The effect of spatial frequency on the visual category representation in the macaque inferior temporal cortex

Authors

Esmaeil Farhang, Ramin Toosi, Behnam Karami, Roxana Koushki, Ehsan Rezayat, Farideh Shakerian, Jalaledin Noroozi, Mohammad-Reza A Dehaqani

Abstract

To expand our knowledge about the object recognition, it is critical to understand the role of spatial frequency (SF) in an object representation that occurs in the inferior temporal (IT) cortex at the final stage of processing the visual information across the ventral visual pathway. Object categories are being recognized hierarchically in at least three levels of abstraction: superordinate (e.g., animal), mid-level (e.g., human face), and subordinate (e.g., face identity). Psychophysical studies have shown rapid access to mid-level category information and low SF (LSF) contents. Although the hierarchical representation of categories has been shown to exist inside the IT cortex, the impact of SF on the multi-level category processing is poorly understood. To gain a deeper understanding of the neural basis of the interaction between SF and category representations at multiple levels, we examined the neural responses within the IT cortex of macaque monkeys viewing several SF-filtered objects. Each stimulus could be either intact or bandpass filtered into either the LSF (coarse shape information) or high SF (HSF) (fine shape information) bands. We found that in both High- and Low-SF contents, the advantage of mid-level representation has not been violated.
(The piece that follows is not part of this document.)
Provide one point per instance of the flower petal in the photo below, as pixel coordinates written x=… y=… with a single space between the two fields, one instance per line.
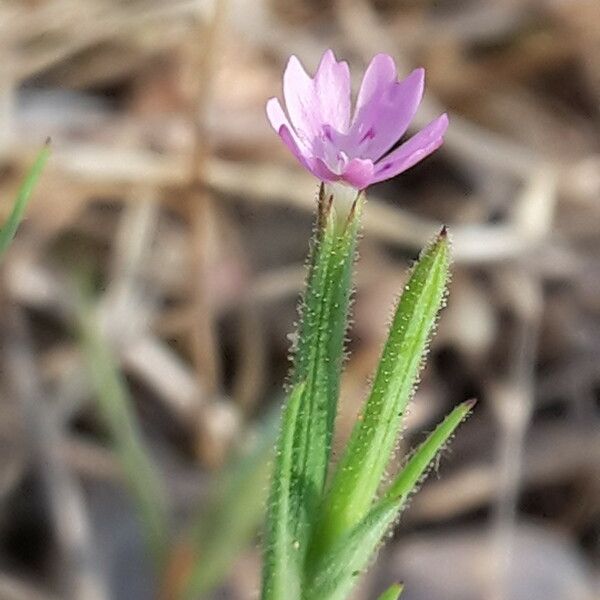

This evidence suggests that mid-level category boundary maps are strongly represented in the IT cortex and remain unaffected with respect to any changes in the frequency content of stimuli. Our observations indicate the necessity of the HSF content for the superordinate category representation inside the IT cortex. In addition, our findings reveal that the representation of global category information is more dependent on the HSF than the LSF content. Furthermore, the lack of subordinate representation in both LSF and HSF filtered stimuli compared to the intact stimuli provide strong evidence that all SF contents are necessary for fine category visual processing.